Sorry for the long gap.   I work on an ad hoc conultancy basis, and the work I do is very Autumn and Spring focussed.  It's been a busy month, and I haven't had much time for anything other than work.

Luckily for me, I work from home; this means I can coninue to keep an eye on the Girls,  and squeeze in preserving stuff in between.


The integration continues.

Everyone goes to bed, just a few minor squabbles.   Roobard, 'Tilda and Florence are consigned to the nestbox, with Florence sitting on the separator between the nest box and roosting bars;  Custard (who has been in-lay for some time now) is allowed on the roosting bars.


The running away and chasing continues during the day, but more often than not everyone gets on with it, as long as the Littlees keep themselves to themselves.  

Roobarb (the Welsh Black egg that was laid en route when we were bringing Rose and Ruby from Wales to their new home) is just amazing, but completely scared of her own shadow. At treat time, she grabs a treea then runs off into a quiet corner. It takes her forever to eat it, and sometimes she picks it up and streaks across the garden with it. By this time, the others have finished scoffing, and chase her.  If only she kept quiet and got on with eating it, she'd be fine!


I've seen Custard (Sasso) peck 'Tilda (Sasso, disabled) on the top of the head, and that really did make me sad.


I sometimes wish I'd just kept them all separate. The Littlees were a happy little flock They (presumably) had their own pecking order, but they'd grown up with it.  Anyway, it's pointless thinking about that because 2 separate flocks would mean problems with free ranging areas, especially in the winter when the grass isn't renewing itself.

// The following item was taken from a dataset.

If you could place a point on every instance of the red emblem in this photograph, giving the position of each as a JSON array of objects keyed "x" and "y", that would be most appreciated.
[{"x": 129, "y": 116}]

I've been trying to tame the Littlees.  Custard has been much more friendly since she came in to lay. She crouches for me, and I can pick her up without too much trouble.    The other 3, especially Roobarb,  continue to be completely panic stricken.  Florence (Australorp) is so funny. She's an enormous bird but completely unaware of the fact that she's so much bigger than everyone else.  She is stunning.



The Old Girls are moulting, so I've been giving them cat food every few days. Was a bit concerned it migght bring out their aggressiveness even more, but I'm not sure that it does really.


Down on the allotment, the established flocks are moulting as well.  We'd really like to take the saddles off the 3 breeding girls, but we aren't sure what's happening with Roo treading.   I've been finding out more about trimming toes and spurs, so we might do that with Roo and then removed the Girls' saddles for the winter.